Sunday 22 February 2009

My Future Of Music Is.... Spotify

Welly welly well, have you heard enough about Twitter? No? Go put your head in a cement mixer. If you're still here, forget about Twitter. It's rubbish. It's full of people who think their every fart is worth documenting. It's like they've taken the single most irritating facet of Facebook - that of the overcreative use of status update - and launched it on its own platform, assured that Twitter is such a genius idea that it doesn't need anything else, like, you know, a point. The fact is, Twitter, that the only solo project that has improved anyone's life was Paul Simon's 'Graceland'. Not even Rocky running up them steps comes close. You might as well give up. No-one's going to buy Twitter, you nincompoops. No-one. Not even the British government and they buy anything, including my (used) socks.

So forget about all this 'POWPOWPOW is currently sitting at the computer updating the POWPOWPOW Twitter account' nonsense. Get a Spotify account. It's changing the face of music, how you acquire it, how it is accessed and produced, and how revenues will be derived. Spotify is like a huge database of music. It's like Napster, in its vastness, except instead of downloading files illegally, you stream them legally. And instead of waiting for some chump in Boston to come online so you can suck up some My Vitriol loving, it's centrally planned and ready to go ON DEMAND. You get thrown some adverts now and then, say once every 20 minutes, and that's the down side. It's not really a down side, considering you are exposed to adverts:

1) On the TV.
2) On the vast majority of radio stations.
3) Outside.

So basically you're paying with the utter inconvenience of doing something you already do all the time anyway. OH BOO HOO.

My favourite bit is the ease with which you can make your own playlists, and share them.

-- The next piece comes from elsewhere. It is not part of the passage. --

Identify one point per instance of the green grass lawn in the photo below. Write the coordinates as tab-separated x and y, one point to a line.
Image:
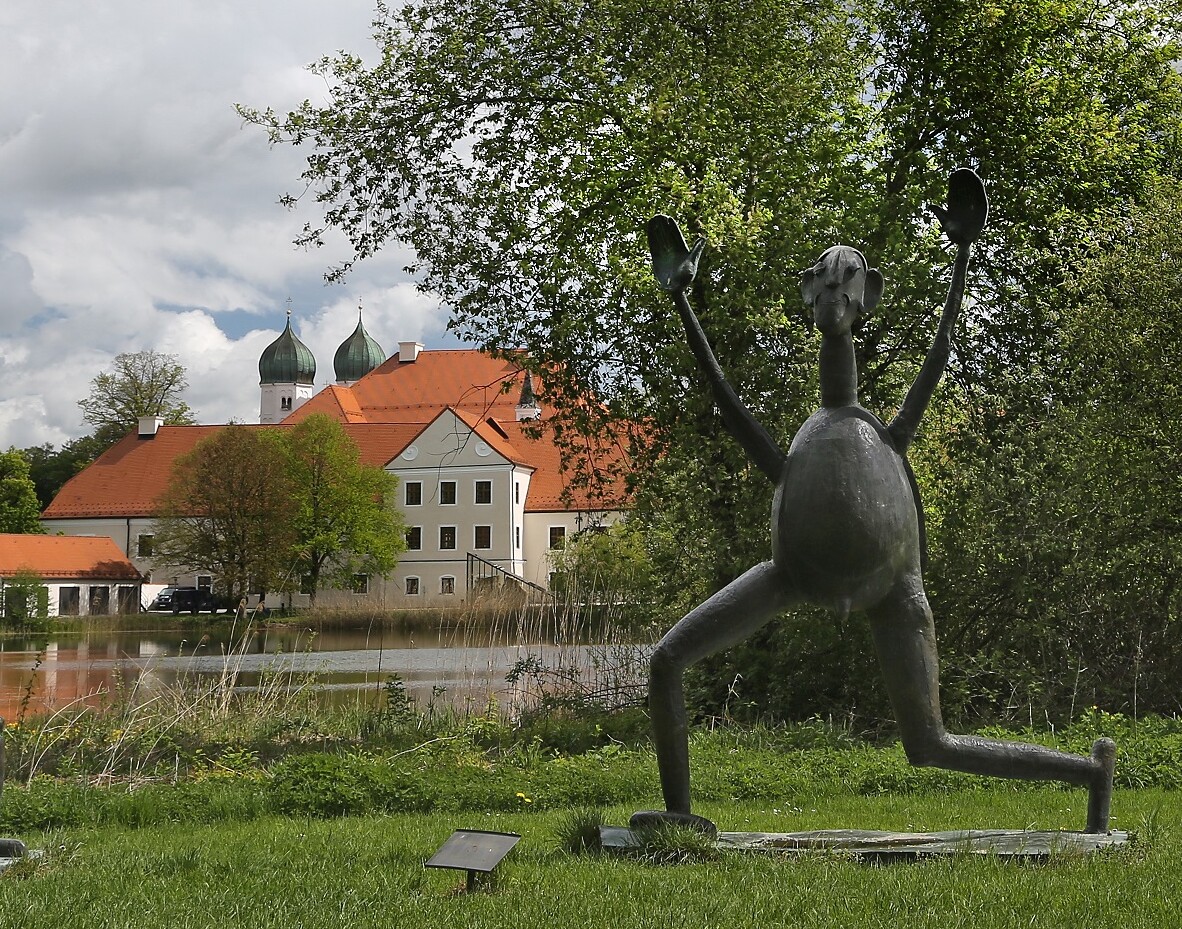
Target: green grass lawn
368	871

You can even make them collaborative, so if you're chatting to a friend in the pub, they can be all like 'have you heard this banger?' and you'll be all like 'no?' and they'll be all like 'well I'll put it on our joint Spotify collaborative playlist' and you'll be all like 'o rly?' and they'll be like 'yea rly!!!1'. That simple.

For starters, here's the official BANGBANGBANGPOWPOWPOW playlist for you to slap your sweaty chops around.

And try it yourself, little doggies! In the distant World Gone Right, people like you will be sitting around, talking about their first Spotify experiences. And then you can mention POWPOWPOW. Lovely.